One morning, a man from nearby Moshav Meshek Saisel drove by on a tractor as the group toiled. He was surprised to find volunteers hard at work planting. He invited them to tour his dairy moshav, which also grew vegetables. The group ended up spending a day harvesting tomatoes and cucumbers in the huge commercial greenhouse. While there, Saul befriended a coterie of Africans who were on a six-month exchange program in Israel to learn adaptable agricultural techniques they will take back to their native countries. These exchange students live on the moshav and were already adept at managing the greenhouse tasks. (Israel has a similar program with Cambodian agriculture students.) After the day working at Meshek Saisal, in which Saul enjoyed interacting with the Africans, the fennel group returned to their work in the farm bogs.

A group shot of Art Saul’s Israel Food Rescue group.

Saul’s pre-trip research had revealed other possible work trips; however, the one he chose was more affordable than most and included Shabbat meals. Israel Food Rescue is an ongoing endeavor in which participants continuously come and leave.

Saul was the only “newbie” on the day he arrived, and his brief self-introduction to the group was balanced by others who were bidding farewell. Instant camaraderie was a major benefit for the diverse people who spent a lot of time together, especially on the long bus rides to and from work.

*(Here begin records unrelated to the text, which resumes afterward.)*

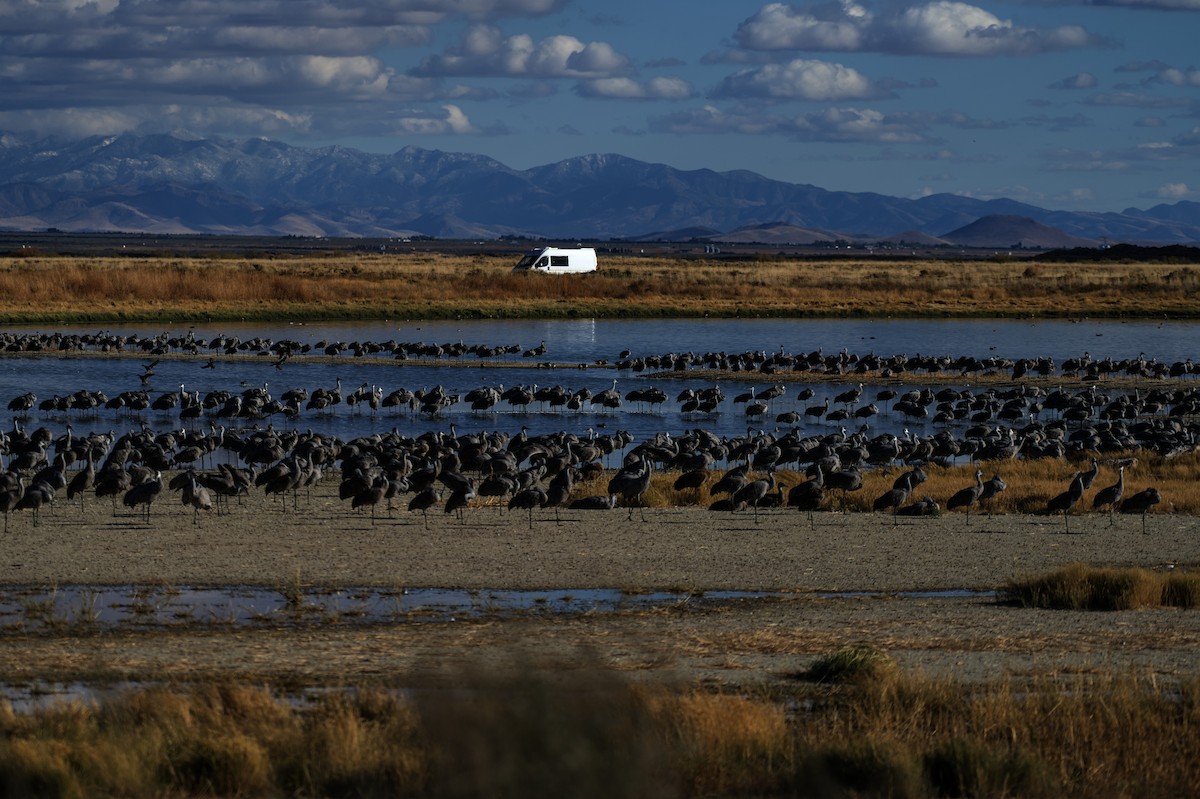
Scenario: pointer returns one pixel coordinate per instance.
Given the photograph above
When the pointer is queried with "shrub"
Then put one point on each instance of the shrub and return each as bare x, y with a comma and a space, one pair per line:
853, 665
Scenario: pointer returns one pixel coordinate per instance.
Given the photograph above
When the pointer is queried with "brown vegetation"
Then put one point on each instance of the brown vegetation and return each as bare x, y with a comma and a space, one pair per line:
587, 733
443, 286
1031, 484
1083, 588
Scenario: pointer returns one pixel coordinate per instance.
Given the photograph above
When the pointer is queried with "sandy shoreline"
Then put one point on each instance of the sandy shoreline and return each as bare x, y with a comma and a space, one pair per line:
325, 542
735, 643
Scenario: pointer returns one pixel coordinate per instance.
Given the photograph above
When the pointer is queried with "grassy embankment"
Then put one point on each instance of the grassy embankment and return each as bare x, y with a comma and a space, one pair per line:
46, 289
1031, 485
850, 725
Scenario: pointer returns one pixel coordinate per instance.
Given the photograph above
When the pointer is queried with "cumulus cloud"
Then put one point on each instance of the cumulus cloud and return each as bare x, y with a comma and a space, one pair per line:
630, 89
253, 66
937, 28
1162, 5
1189, 77
799, 79
1173, 191
828, 125
1080, 80
485, 52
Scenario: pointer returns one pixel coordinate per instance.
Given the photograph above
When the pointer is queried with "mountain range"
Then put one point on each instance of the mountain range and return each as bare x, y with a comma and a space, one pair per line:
180, 184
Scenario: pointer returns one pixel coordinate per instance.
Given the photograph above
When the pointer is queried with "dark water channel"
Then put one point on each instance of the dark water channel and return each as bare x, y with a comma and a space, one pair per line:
569, 344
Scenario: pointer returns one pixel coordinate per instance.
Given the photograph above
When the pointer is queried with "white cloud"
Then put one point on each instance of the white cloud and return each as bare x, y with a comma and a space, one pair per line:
485, 52
937, 28
630, 89
828, 125
1173, 191
1189, 77
1163, 5
1080, 80
799, 79
779, 26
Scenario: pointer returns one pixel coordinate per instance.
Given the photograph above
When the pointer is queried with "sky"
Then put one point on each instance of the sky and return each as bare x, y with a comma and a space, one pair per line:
1072, 104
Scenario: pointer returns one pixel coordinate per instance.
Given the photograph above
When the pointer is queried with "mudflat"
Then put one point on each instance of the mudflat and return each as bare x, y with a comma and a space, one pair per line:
915, 588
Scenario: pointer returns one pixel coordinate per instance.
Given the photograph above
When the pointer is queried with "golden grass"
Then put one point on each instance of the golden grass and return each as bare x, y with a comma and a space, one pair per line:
1031, 485
570, 730
1079, 587
445, 286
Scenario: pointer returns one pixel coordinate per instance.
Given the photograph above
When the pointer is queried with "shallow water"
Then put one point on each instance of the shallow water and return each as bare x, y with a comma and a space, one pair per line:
568, 342
154, 607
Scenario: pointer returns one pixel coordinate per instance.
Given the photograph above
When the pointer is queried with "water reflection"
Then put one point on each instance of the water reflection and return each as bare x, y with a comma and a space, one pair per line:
156, 607
570, 342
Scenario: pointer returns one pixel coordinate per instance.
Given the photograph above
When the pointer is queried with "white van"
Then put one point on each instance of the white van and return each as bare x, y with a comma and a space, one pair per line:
558, 260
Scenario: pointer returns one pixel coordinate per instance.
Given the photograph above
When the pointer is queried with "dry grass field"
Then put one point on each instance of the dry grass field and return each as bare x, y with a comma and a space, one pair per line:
1071, 679
39, 289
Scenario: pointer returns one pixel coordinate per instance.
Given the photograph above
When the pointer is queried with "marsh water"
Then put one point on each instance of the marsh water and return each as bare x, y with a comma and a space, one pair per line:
582, 354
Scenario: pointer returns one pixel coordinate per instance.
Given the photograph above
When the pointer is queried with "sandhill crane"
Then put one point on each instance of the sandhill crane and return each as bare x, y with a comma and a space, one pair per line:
1141, 503
923, 506
850, 396
1089, 476
24, 403
817, 412
83, 480
462, 491
13, 488
559, 491
631, 482
892, 498
1110, 496
967, 497
198, 497
609, 397
845, 481
754, 492
694, 480
528, 498
424, 500
371, 496
594, 503
1067, 499
144, 493
991, 487
809, 494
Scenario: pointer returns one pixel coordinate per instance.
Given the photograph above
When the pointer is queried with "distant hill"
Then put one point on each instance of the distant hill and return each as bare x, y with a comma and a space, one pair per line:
1018, 232
186, 184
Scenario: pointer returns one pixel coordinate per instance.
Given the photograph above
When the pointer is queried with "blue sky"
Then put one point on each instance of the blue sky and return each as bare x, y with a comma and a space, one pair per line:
1087, 104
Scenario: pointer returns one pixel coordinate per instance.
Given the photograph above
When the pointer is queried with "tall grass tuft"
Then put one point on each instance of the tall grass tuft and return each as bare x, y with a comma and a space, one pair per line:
538, 730
1078, 587
853, 665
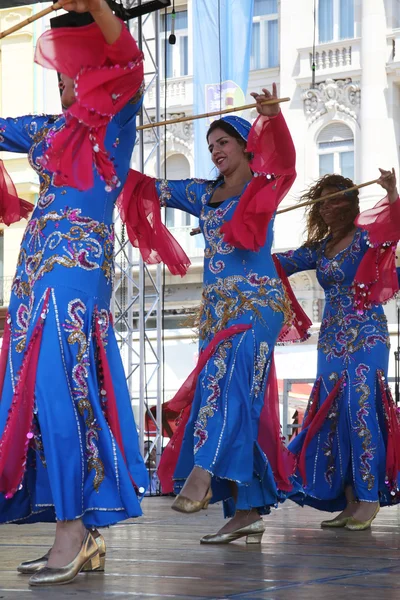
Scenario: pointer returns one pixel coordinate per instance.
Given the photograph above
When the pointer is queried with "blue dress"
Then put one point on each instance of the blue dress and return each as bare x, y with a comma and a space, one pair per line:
239, 287
350, 447
74, 465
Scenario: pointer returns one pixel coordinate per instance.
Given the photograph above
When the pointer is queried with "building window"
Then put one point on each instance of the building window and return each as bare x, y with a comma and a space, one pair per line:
265, 35
336, 150
335, 20
177, 54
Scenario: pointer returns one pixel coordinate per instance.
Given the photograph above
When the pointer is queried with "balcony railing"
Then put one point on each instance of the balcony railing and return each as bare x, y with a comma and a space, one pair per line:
333, 59
179, 91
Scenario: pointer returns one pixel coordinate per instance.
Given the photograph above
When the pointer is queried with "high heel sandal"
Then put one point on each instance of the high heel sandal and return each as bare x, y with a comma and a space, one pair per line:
336, 522
356, 525
98, 538
88, 554
32, 566
253, 534
186, 505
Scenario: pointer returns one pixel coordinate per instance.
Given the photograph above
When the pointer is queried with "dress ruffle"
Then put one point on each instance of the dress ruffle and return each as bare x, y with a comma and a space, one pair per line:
106, 77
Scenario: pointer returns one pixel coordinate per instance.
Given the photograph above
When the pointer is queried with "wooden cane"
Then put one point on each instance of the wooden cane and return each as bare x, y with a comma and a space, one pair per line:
29, 20
213, 114
330, 196
197, 230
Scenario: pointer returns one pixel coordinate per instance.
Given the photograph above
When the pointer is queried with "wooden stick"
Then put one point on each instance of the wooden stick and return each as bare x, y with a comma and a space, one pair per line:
29, 20
214, 114
328, 196
197, 230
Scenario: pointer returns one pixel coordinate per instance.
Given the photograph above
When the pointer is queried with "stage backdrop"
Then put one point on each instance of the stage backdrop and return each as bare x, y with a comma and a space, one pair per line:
221, 62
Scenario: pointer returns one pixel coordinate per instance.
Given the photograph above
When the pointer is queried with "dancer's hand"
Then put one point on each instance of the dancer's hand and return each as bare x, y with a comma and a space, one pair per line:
108, 23
388, 181
81, 6
267, 110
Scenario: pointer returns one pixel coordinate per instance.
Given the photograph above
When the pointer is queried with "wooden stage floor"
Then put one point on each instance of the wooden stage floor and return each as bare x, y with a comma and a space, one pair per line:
159, 556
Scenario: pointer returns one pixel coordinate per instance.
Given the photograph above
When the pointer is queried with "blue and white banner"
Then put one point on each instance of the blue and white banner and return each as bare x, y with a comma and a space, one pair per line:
221, 62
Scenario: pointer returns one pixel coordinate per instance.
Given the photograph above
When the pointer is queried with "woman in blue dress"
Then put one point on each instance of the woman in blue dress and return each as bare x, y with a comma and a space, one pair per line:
348, 447
68, 445
244, 307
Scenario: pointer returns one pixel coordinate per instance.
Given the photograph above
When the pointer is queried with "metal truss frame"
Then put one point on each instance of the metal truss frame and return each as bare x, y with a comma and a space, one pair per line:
138, 289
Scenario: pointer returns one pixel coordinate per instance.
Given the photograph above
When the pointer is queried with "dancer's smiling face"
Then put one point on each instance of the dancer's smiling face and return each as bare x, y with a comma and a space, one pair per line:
227, 152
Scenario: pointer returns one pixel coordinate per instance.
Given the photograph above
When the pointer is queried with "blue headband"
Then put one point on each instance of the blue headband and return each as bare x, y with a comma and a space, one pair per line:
240, 125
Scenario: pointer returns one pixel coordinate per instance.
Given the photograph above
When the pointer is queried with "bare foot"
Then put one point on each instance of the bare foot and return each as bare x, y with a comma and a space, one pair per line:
68, 542
365, 510
197, 484
242, 518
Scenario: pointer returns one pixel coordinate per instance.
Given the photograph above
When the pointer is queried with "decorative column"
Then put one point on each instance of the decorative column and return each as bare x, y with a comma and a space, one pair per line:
377, 147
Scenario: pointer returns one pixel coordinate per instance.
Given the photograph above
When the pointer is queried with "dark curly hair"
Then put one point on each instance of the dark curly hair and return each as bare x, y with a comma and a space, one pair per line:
316, 228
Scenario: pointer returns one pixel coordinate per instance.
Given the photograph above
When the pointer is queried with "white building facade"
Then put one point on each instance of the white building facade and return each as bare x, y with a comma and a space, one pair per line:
348, 122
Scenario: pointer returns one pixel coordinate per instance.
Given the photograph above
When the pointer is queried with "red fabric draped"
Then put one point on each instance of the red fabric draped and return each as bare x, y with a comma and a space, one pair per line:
393, 435
17, 435
181, 404
269, 435
110, 406
139, 208
318, 419
297, 330
12, 208
271, 143
5, 346
376, 279
106, 77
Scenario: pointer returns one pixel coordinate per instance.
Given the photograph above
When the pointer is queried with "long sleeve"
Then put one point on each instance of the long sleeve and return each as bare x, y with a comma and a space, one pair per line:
295, 261
376, 279
17, 134
273, 165
106, 78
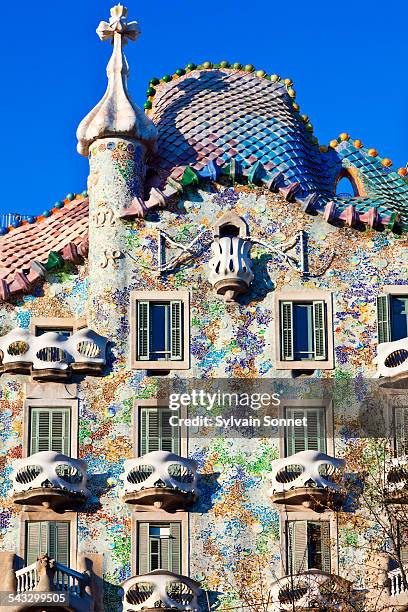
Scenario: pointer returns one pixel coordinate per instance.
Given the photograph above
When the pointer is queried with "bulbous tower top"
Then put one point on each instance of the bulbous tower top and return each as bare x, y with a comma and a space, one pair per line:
116, 114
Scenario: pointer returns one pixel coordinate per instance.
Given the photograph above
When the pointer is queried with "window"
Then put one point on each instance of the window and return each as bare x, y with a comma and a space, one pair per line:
50, 429
160, 321
303, 331
345, 188
309, 437
47, 537
308, 546
403, 542
401, 430
304, 339
392, 317
159, 547
155, 431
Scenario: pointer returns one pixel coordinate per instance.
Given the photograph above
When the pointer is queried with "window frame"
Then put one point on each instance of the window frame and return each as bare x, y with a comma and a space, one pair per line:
389, 291
158, 517
302, 296
50, 515
138, 405
160, 296
309, 515
51, 403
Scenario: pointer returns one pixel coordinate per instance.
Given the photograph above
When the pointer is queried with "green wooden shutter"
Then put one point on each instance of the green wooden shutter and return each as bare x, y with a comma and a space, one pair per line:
50, 430
175, 548
143, 549
403, 542
383, 319
143, 331
325, 546
319, 330
316, 429
176, 330
401, 429
286, 330
169, 436
33, 542
297, 546
156, 433
312, 437
47, 537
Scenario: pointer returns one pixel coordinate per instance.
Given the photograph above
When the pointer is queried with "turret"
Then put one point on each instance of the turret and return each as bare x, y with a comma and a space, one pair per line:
118, 138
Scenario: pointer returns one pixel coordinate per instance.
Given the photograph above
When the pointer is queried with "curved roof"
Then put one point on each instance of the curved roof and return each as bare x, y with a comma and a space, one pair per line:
217, 114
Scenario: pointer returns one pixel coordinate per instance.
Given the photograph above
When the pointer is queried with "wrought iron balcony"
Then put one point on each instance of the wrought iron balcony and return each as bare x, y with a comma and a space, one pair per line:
160, 480
310, 479
311, 590
397, 481
397, 588
52, 356
46, 575
49, 479
392, 358
160, 589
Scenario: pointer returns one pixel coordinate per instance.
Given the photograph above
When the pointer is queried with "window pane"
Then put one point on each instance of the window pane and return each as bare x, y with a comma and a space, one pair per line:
303, 331
159, 330
66, 332
399, 317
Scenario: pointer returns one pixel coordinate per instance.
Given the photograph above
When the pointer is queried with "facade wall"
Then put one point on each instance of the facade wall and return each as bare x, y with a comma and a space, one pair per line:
227, 340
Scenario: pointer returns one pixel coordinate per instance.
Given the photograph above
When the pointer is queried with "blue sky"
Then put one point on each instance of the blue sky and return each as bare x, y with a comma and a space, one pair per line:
348, 63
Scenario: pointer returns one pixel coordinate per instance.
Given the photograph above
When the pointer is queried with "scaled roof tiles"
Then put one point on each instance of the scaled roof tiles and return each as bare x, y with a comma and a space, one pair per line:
28, 252
232, 121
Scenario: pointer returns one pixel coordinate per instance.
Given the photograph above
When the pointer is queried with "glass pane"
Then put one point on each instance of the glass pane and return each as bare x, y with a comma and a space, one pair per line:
399, 317
159, 331
303, 342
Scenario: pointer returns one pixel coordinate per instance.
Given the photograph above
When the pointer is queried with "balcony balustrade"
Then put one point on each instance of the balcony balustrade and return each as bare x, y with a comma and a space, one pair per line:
392, 358
312, 590
160, 589
309, 479
49, 479
52, 356
160, 480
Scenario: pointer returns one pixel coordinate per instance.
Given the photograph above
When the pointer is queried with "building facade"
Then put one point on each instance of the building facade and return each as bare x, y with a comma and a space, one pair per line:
214, 243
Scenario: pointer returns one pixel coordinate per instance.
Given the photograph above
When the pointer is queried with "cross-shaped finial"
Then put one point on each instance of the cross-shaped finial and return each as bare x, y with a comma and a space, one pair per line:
118, 25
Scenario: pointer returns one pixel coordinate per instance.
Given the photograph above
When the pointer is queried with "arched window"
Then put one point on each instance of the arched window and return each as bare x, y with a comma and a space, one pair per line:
345, 187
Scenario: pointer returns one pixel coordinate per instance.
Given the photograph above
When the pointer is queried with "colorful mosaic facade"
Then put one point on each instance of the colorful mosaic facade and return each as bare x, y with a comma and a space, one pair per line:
219, 123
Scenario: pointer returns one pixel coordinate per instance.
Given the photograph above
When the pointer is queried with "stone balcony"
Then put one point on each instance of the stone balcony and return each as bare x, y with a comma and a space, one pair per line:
52, 356
392, 359
309, 479
50, 480
397, 481
160, 480
52, 586
312, 590
160, 590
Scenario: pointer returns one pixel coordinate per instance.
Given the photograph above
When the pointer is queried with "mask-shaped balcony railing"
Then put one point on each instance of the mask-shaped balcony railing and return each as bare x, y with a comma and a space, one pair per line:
230, 266
160, 480
310, 479
310, 590
52, 356
392, 358
49, 479
397, 481
162, 590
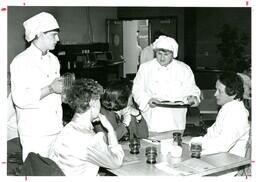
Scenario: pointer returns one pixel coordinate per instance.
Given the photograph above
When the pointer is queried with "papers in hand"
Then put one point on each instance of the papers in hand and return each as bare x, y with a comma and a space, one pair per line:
172, 104
185, 168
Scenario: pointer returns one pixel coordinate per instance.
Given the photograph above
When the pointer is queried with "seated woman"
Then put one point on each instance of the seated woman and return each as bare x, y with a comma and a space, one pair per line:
121, 111
78, 150
230, 132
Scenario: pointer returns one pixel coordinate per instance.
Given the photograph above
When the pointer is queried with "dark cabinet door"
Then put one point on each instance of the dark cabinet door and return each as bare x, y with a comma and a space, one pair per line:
115, 38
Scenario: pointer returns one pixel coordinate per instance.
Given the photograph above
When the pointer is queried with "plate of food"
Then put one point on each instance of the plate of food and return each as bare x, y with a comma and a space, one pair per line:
170, 104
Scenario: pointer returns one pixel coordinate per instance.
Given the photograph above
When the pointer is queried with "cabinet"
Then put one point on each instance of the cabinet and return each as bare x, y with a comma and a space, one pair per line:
89, 61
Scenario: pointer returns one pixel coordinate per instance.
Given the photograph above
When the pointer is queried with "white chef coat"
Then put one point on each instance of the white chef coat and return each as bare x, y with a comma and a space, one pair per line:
31, 71
12, 125
229, 133
81, 152
173, 83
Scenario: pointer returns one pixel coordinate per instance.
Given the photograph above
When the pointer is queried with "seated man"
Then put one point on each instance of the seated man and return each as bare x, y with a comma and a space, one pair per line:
230, 132
121, 111
78, 150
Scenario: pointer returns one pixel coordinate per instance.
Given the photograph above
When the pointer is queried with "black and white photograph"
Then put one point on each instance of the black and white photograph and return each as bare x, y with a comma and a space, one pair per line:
97, 89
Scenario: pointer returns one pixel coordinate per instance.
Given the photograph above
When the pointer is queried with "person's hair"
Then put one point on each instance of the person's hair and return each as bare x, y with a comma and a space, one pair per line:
81, 92
233, 83
116, 95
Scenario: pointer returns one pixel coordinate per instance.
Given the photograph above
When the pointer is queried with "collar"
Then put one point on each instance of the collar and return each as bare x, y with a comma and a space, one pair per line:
158, 66
231, 103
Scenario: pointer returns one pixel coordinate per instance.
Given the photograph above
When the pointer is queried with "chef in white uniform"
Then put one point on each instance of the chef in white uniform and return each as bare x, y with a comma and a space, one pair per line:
165, 79
36, 86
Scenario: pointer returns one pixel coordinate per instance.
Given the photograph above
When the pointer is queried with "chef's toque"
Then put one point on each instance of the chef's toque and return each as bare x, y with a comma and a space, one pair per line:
39, 23
168, 43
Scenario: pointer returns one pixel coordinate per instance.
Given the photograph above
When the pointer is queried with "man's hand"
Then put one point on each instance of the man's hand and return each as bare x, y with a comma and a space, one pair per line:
105, 122
193, 101
57, 85
152, 102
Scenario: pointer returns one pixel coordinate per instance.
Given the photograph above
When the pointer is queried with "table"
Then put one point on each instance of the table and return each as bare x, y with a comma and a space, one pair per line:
135, 164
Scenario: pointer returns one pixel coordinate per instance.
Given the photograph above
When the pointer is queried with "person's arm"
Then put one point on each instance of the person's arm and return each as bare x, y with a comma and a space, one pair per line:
139, 89
26, 88
221, 138
106, 154
191, 91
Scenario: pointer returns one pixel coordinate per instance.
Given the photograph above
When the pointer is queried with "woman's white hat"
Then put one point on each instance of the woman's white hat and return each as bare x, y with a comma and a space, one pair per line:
168, 43
39, 23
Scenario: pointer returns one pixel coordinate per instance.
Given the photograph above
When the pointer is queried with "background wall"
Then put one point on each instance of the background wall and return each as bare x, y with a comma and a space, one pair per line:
149, 12
74, 25
209, 22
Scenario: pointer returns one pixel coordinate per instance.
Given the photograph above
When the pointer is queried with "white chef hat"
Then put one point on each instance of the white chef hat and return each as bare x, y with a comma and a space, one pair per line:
41, 22
168, 43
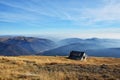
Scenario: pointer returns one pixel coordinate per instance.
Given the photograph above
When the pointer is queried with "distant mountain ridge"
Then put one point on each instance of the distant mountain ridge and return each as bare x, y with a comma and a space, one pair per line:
20, 45
93, 47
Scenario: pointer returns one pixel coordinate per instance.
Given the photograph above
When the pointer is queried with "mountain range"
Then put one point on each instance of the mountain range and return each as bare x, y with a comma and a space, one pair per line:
20, 45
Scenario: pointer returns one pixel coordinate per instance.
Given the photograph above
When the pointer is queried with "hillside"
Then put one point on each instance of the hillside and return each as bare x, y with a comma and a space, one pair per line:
58, 68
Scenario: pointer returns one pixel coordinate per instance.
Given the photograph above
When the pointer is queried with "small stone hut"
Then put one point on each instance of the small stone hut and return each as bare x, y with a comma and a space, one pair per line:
78, 55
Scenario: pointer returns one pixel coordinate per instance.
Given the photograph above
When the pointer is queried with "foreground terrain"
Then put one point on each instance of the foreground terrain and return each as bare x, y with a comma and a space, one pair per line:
58, 68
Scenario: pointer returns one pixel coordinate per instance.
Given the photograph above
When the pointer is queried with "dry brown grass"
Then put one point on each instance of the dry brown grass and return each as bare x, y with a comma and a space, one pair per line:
58, 68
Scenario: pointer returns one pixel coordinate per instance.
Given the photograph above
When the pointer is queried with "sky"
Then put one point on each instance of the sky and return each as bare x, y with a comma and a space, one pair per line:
61, 18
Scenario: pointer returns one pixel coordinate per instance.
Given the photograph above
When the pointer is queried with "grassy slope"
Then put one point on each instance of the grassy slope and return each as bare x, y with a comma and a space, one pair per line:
58, 68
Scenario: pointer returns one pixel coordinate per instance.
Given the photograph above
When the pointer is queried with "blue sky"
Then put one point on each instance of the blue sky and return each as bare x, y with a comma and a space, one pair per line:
61, 18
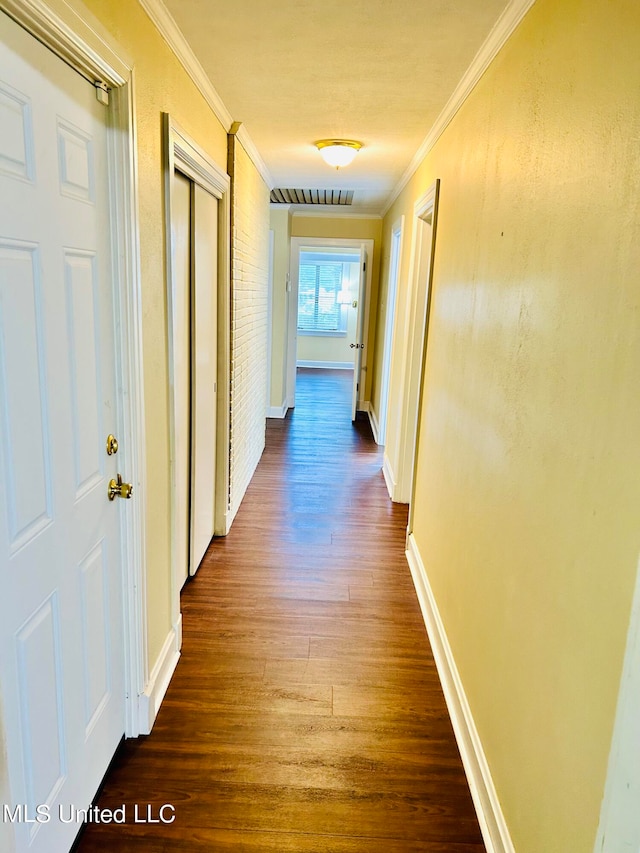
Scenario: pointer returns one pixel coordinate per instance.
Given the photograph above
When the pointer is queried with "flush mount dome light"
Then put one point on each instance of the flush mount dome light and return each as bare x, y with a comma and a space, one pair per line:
338, 152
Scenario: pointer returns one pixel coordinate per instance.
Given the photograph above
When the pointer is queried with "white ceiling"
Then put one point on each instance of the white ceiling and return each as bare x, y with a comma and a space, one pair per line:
294, 71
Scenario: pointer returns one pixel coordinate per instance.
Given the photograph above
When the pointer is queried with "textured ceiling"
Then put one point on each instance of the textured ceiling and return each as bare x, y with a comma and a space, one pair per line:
294, 71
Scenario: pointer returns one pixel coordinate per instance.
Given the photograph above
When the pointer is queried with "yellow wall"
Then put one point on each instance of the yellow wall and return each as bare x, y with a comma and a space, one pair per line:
281, 227
528, 483
345, 228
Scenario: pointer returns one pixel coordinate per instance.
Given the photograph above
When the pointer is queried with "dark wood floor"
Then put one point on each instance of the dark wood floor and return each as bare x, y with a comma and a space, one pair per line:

Volunteers pay their own way to cover air fare, food, and housing. Saul’s 10-day trip cost $1,000, in addition to airfare. Saul muses about his adventure, “This trip was meaningful in many ways: helping the people and country of Israel by working in an economic sector dependent on manual labor, a chance to visit with friends, and the opportunity to connect with other Jews, regardless of where they call home.”